Questions about Inductor code generation for gemm on Nvidia device

I am trying to figure out how the Inductor deals with the matmul operation, so I simply test the torch.addmm(c, a, b) operator to see what happens. Here are several questions:

  1. The default setting of flag max_autotune is False, which generates extern_kernels.addmm(arg0_1, arg1_1, arg2_1, alpha=1, beta=1, out=buf0) kernel. What is actually being called by this function? Is it a cublas op?

  2. When I set max_autotune=True, I noticed that it was autotuned and ranked the result:

AUTOTUNE addmm(131072x64, 131072x147, 147x64)
  triton_mm_10 0.1935s 100.0%
  triton_mm_0 0.2028s 95.5%
  triton_mm_11 0.2222s 87.1%
  addmm 0.2222s 87.1%
  triton_mm_4 0.2345s 82.5%
  triton_mm_2 0.2345s 82.5%
  triton_mm_5 0.3092s 62.6%
  triton_mm_6 0.3123s 62.0%
  triton_mm_8 0.3318s 58.3%
  triton_mm_1 0.3820s 50.7%

Sub-question one: Is addmm here the same as extern_kernels.addmm(...) ?

Sub-question two: I found triton_mm_# is a 12-candidate search space, and based on my observations, all candidates run the entire triton gemm program with full-size input to obtain the real performance. In comparison to TVM’s strategy of constructing a search space, this approach appears to be much lighter. However, I have concerns: could this potentially lead to missed optimization opportunities?

Sub-question one: Is addmm here the same as extern_kernels.addmm(...) ?

Yes

Sub-question two: I found triton_mm_# is a 12-candidate search space, and based on my observations, all candidates run the entire triton gemm program with full-size input to obtain the real performance. In comparison to TVM’s strategy of constructing a search space, this approach appears to be much lighter. However, I have concerns: could this potentially lead to missed optimization opportunities?

Correct, it is only searching 12 different Triton configs, which can be found here:

One of the big advantages of Triton versus TVM is Triton is able to usually beat the performance of TVM with an order of magnitude smaller search space. Searching a larger search space isn’t inherently good, it is only good if it lets you find a faster configuration. If you search a bigger search space and are slower, you just wasted a lot of time.

Note that the upstream Triton Matmul uses a larger search space than Inductor does. Partially because it supports SPLIT_K, while Inductor’s template does not. Especially for large-K and memory bound matmuls, there is likely speedups to be had in Inductor by expanding the search space.

1 Like

Thanks for your reply!
I got your idea that Triton could always achieve good performance with smaller search space compared to TVM, while I’m unsure how this conclusion has been made? I haven’t found any charts in the Triton paper or on triton-lang.org that demonstrate the relationship between search space size and performance in the performance data. It seems like I might have missed some clues?

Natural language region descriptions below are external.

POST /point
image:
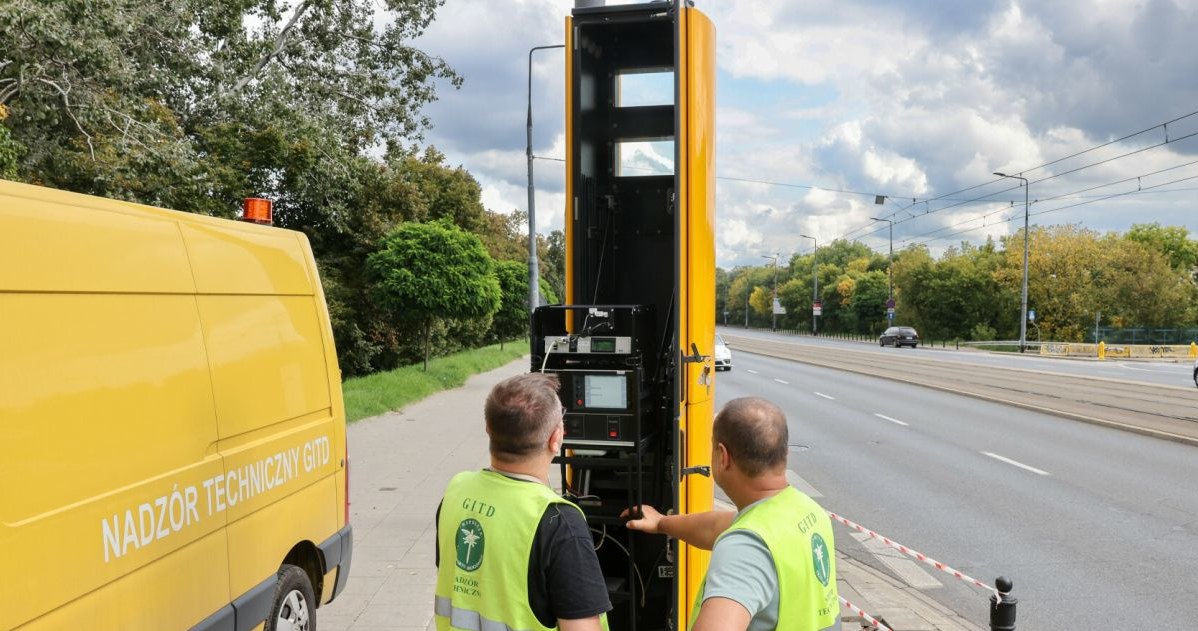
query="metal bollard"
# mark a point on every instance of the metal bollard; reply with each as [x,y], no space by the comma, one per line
[1002,614]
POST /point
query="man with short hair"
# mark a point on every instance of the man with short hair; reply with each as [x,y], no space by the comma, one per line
[773,562]
[510,552]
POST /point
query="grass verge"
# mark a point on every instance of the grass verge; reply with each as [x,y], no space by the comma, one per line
[382,392]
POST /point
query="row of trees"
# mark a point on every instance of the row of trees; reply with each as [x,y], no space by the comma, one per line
[315,104]
[1143,278]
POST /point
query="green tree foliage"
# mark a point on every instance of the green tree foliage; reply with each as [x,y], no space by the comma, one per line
[195,104]
[1173,242]
[434,273]
[382,196]
[744,281]
[762,301]
[10,150]
[512,320]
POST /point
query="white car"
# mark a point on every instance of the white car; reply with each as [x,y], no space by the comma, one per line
[722,355]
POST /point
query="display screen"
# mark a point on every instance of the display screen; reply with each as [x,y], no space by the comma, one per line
[605,390]
[603,345]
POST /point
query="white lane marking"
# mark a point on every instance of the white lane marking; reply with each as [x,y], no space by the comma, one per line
[902,565]
[1167,369]
[800,484]
[1016,463]
[883,417]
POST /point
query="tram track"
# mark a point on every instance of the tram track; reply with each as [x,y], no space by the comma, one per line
[1162,411]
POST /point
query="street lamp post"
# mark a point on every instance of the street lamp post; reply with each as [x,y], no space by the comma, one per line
[748,291]
[533,266]
[815,285]
[1023,299]
[890,272]
[773,325]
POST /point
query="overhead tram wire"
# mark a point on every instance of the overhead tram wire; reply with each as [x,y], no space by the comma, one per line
[1063,195]
[1015,216]
[980,199]
[1144,131]
[1163,126]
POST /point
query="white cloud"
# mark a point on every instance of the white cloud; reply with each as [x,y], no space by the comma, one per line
[918,98]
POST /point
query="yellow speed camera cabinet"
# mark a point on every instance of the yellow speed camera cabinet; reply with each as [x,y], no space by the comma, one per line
[171,429]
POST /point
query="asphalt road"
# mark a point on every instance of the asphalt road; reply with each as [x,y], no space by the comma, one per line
[1097,527]
[1179,372]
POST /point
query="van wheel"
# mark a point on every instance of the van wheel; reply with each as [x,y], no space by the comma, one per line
[295,601]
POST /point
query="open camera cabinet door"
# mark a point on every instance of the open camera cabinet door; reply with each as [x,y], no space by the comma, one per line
[640,216]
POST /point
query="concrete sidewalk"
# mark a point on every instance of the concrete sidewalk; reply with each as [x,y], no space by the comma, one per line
[399,466]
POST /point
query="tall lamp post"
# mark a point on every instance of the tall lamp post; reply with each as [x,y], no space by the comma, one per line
[815,285]
[533,266]
[773,310]
[1023,301]
[890,272]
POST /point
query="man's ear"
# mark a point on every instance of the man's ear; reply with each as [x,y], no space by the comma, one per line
[721,456]
[556,438]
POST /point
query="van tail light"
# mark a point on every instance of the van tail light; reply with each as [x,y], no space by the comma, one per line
[258,211]
[346,483]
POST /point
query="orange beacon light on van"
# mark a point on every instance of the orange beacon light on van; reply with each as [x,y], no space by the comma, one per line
[258,211]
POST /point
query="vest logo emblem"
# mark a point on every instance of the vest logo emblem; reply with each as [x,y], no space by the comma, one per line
[821,558]
[470,542]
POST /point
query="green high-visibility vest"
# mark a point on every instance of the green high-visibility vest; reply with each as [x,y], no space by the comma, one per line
[485,532]
[798,534]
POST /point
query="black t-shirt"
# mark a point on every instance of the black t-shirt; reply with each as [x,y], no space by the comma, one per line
[564,581]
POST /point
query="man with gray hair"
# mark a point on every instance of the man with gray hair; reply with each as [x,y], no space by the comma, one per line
[773,562]
[510,552]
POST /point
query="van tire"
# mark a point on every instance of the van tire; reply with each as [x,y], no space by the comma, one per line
[294,607]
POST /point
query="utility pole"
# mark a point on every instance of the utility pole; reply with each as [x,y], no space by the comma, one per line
[746,302]
[533,266]
[815,285]
[1023,301]
[890,266]
[773,310]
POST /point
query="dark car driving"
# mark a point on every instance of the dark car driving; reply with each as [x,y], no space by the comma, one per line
[899,337]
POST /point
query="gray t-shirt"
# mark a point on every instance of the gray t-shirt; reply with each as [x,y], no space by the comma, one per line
[743,570]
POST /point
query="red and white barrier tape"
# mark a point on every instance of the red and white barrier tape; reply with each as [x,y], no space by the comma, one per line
[858,611]
[919,556]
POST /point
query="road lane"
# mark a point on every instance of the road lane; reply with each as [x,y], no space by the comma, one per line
[1162,411]
[1154,372]
[1108,540]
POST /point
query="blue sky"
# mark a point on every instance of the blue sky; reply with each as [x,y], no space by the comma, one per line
[842,101]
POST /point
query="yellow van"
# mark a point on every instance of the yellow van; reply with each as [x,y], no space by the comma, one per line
[171,428]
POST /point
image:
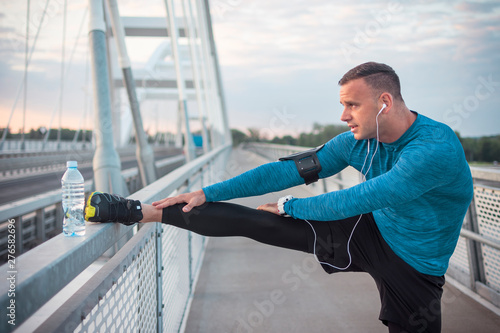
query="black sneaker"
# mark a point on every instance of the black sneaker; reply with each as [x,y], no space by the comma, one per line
[105,207]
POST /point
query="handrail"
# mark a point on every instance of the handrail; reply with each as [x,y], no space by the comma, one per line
[43,271]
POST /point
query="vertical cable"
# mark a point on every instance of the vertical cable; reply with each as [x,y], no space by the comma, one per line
[61,93]
[25,73]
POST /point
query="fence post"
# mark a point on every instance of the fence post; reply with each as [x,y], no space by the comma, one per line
[474,248]
[159,278]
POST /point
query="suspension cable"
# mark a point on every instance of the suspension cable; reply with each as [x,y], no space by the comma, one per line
[26,49]
[21,86]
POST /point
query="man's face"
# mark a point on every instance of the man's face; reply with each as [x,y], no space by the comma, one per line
[360,109]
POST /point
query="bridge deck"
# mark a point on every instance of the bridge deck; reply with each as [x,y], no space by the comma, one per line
[248,287]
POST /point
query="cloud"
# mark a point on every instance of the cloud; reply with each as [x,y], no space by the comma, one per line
[477,7]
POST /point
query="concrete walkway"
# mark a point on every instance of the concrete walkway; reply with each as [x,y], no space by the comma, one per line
[248,287]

In general, I am actually curious about, during the designing phase, how the Inductor team made this decision: to construct a search space with 12 candidates with aten native operators, and be confident that this performance would meet the requirements. Also, I wonder if the team might do more work in optimizing matrix multiplication performance in the future?

The configs were initially copied from the upstream Triton matmul. We started with the ones labeled # basic configs for compute-bound matmuls. There was then a small amount of manual tweaking based on benchmarking. The goal of those configs wasn’t to cover every use case, mainly just the more important compute bound ones. I still think there is room to improve that search space, and we will likely look into it more in the future. Contributions are also welcome there!

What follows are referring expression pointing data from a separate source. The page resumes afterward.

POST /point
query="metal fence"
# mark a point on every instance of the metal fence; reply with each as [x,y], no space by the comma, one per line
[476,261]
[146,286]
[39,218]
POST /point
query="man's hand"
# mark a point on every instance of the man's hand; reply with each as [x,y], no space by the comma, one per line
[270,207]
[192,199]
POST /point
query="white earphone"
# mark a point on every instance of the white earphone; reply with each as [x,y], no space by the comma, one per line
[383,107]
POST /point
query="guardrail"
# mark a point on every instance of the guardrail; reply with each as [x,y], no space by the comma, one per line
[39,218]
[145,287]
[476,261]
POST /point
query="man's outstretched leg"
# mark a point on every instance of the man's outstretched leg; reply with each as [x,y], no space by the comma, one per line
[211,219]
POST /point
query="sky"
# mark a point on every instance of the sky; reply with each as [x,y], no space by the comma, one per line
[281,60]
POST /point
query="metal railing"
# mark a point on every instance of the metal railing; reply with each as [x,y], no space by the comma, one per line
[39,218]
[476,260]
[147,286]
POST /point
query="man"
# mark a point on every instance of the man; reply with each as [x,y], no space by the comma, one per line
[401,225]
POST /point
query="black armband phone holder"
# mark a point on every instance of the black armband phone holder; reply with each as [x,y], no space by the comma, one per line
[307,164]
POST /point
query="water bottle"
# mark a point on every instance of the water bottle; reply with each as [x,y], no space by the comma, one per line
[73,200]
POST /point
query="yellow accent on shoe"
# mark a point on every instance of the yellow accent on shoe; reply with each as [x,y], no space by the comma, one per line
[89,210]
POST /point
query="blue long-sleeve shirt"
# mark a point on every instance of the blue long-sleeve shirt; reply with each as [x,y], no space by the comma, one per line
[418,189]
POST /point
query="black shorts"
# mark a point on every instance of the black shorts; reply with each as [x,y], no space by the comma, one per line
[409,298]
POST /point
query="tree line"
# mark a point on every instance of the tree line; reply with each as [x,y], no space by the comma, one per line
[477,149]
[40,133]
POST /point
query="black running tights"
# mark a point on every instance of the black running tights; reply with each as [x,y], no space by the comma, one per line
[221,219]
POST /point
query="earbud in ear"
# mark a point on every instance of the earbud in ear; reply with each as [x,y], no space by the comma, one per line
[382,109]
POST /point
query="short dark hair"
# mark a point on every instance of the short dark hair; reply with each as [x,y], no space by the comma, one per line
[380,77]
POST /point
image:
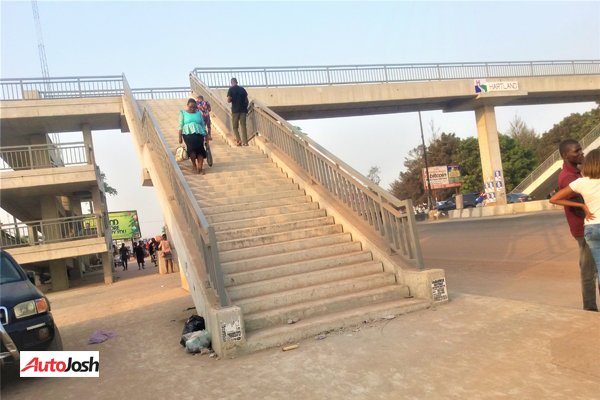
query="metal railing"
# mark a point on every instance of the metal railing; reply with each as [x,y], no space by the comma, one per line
[33,233]
[384,73]
[79,87]
[44,156]
[553,158]
[161,93]
[198,228]
[389,217]
[61,87]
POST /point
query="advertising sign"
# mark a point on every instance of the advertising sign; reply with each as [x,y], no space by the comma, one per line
[442,177]
[483,86]
[124,224]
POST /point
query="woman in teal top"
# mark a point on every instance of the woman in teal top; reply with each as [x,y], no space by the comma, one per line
[192,130]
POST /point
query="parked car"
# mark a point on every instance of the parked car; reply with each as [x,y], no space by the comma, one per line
[27,323]
[518,197]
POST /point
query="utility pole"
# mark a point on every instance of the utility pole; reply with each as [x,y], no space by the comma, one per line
[426,163]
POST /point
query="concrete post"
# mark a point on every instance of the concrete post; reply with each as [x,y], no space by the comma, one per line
[489,148]
[89,143]
[58,273]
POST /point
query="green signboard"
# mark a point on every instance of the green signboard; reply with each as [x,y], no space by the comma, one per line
[124,224]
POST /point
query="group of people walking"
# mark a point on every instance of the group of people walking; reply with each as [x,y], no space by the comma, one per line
[139,250]
[195,124]
[579,193]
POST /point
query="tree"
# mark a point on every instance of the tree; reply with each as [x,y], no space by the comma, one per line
[374,175]
[524,135]
[111,191]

The best way to get a sense of performance is to try things out first hand. I’ve been super impressed with Triton from the first time I tried it. You write extremely simple code (our matmul is ~40 lines), with a tiny search space and get awesome performance. In your example above triton_mm_10 is 13% faster than cuBLAS (addmm).

In my experience TVM is not close to state of the art on modern GPUs, though your experience will definitely vary based on your application. There have been many cases where I let it autotune for many days (compared to seconds for Triton), and it ends up being slower than eager PyTorch. There is a TVM backend for torch.compile, so you can always try it out for yourself.

Aha, thanks, I think the key is to enable Inductor to achieve faster performance within an acceptable search time. It is not wise sacrificing a significant amount of compilation time to achieve better performance.